Old Creek, This Week

Hi Friends,

We just wrapped up the Ballast Point Brewmaster seafood dinner — mad thanks to Colby, Yuseff and everyone at Ballast Point, and of course to our own Rey and crew who worked tirelessly to put together a six-course menu for the event — and are looking forward to some fun new stuff this week.  I’m en route to the Carolinas right now, working to keep procuring lots of great pasture-raised heritage pork.  And maybe to find some cool stuff for the Carolina dinner we’re going to have at the end of the month!  (Email me if you’d like to reserve a spot.)  In any event, here’s what’s going on at the Link this week.

* As many of you know, whenever we can serve Old Creek Ranch meats, it’s a real treat.  There’s so little of their meat available and it can be a logistical challenge to get it, so we’re really happy when we have it on the menu.  Starting today (Wednesday), we’ll be featuring a starter with Old Creek Ranch beef brisket.  Old Creek Ranch beef is all-organic, and 100% grass fed on rangeland overlooking the Pacific near Morro Bay.  This is the rare opportunity to eat (relatively) local beef that is grown completely outside of the industrial food chain.  And also to support Old Creek Ranch, who are right out there in the movement for sustainable agriculture.

* From the farmer’s market this week we’ll have fava beans from Rutiz Farm in Arroyo Grande, which will complement our wild local fish, and Oro Blanco Grapefruit from Bernard Ranches in Valley Center, which will be served with our coulotte steak (yeah, it’s back!) from Brandt Farms in Brawley.

* Our kitchen are making “chicken and biscuit”, kind of a deconstructed chicken pot pie, this week.  With Fulton Valley Farms chicken, and it’s really tasty.  It should be available Wednesday for at least a couple more days.

* Rey is putting together a “cinderella meatloaf” — that’s the closest English-language term we could come up with for a country pate.  Country pate has been one of those secret dishes we make every now and then, just write it on the chalkboard and then really eat it mostly ourselves.  Because we really like it but pate comes in so many different forms that a lot of folks are reluctant to order it, cause they don’t know what they’ll get.  The country pates we’ve done so far really have been more like meatloaf — delicous and kind of, er, refined, meatloaf — than the “spread with a knife” pate that one sometimes gets.  So that’s what to expect.

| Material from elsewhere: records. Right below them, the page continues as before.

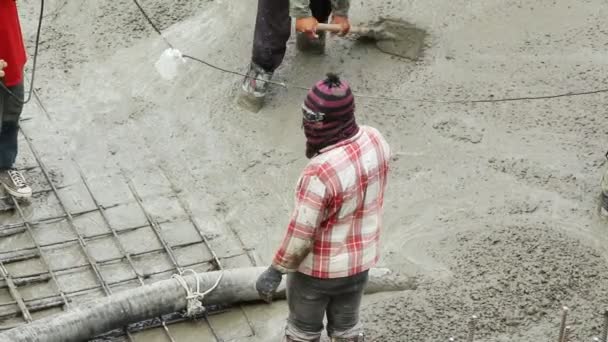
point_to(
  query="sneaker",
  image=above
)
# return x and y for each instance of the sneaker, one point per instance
(254, 88)
(15, 184)
(311, 45)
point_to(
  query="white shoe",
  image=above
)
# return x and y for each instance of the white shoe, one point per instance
(15, 184)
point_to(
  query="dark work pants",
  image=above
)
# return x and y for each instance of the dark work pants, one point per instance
(273, 28)
(10, 111)
(310, 299)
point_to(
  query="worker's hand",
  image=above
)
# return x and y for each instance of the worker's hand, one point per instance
(267, 283)
(342, 21)
(307, 25)
(3, 65)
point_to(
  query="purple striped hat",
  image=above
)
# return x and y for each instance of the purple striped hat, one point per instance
(329, 114)
(332, 99)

* We’ll have ceviche from ono fish, at least on Wednesday.  I’ve tasted it and I think it’s the best we’ve done yet.

* Our pickled eggs are getting a lot of good feedback!  We pickled some real ranch eggs from Wingshadows Hacienda in Warner Springs — if you’ve never had a pickled egg — or if you’ve only had commodity eggs pickled — I urge you to try one.  They’re delicious. We also use the ranch eggs on our burger and you can taste the extra richness.

* A reminder that we now have happy hour! From 5pm to 6:30pm every day, we offer some light refreshing drinks at really low prices.  For instance, Virgin Islands Pale Ale (refreshing ale with mango essence) $2.75, Trumer Pils (genuine European Pilsner brewed in Berkeley) $3, and Amigo Lager (Pizza Port’s Mexican-style lager, when available) $2.75.  Plus Pinot Grigio for $3.75 and sparkling mead (akin to champagne, but with different flavor overtones ’cause it’s made from honey instead of grape juice) for $3.75.

* The cask lineup at the moment: Stone Smoked Porter, Ballast Point Even Keel Session Ale, Green Flash Le Freak Belgian Style Ale, Lightning Brewery American Amber Ale, and Stone IPA. One or two of these will be available over the next week or so, depending on how fast we go through stuff.

* The official “Favorite Band Of The Linkery”, What Made Milwaukee Famous, is playing at House of Blues on Thursday, May 3rd.  I’ve seen them at the Casbah and at Spaceland in Silverlake, and both times they were excellent — it definitely helps that they write brilliant pop songs and are super-talented musicians.  Anyway, if you’re looking for a great concert to go to in the next couple weeks, this is one I know of that should be just that.  I know a few of us will be there, too!

* We’re changing the menu daily now, so we get a lot of stuff in later in the week, that we don’t even know about when we send this email out.  We’re going to try to keep the online menu updated daily, starting Wednesday around 5pm.  We’ll see how it goes.  You may just have to come in to see what’s what.

* Lastly, as summer comes up a lot of folks are hosting events and receptions of various kinds.  If you’re interested in having the Linkery cook food for your event, let us know.  We can put together finger food for a cocktail reception, bring hot dinners for an event, or even grill on site using our large Santa Maria Barbecue.  For more info, email me at jay@thelinkery.com.

We’re open every day from 5pm until at least 11pm.  Thanks everyone for being part of the Linkery community!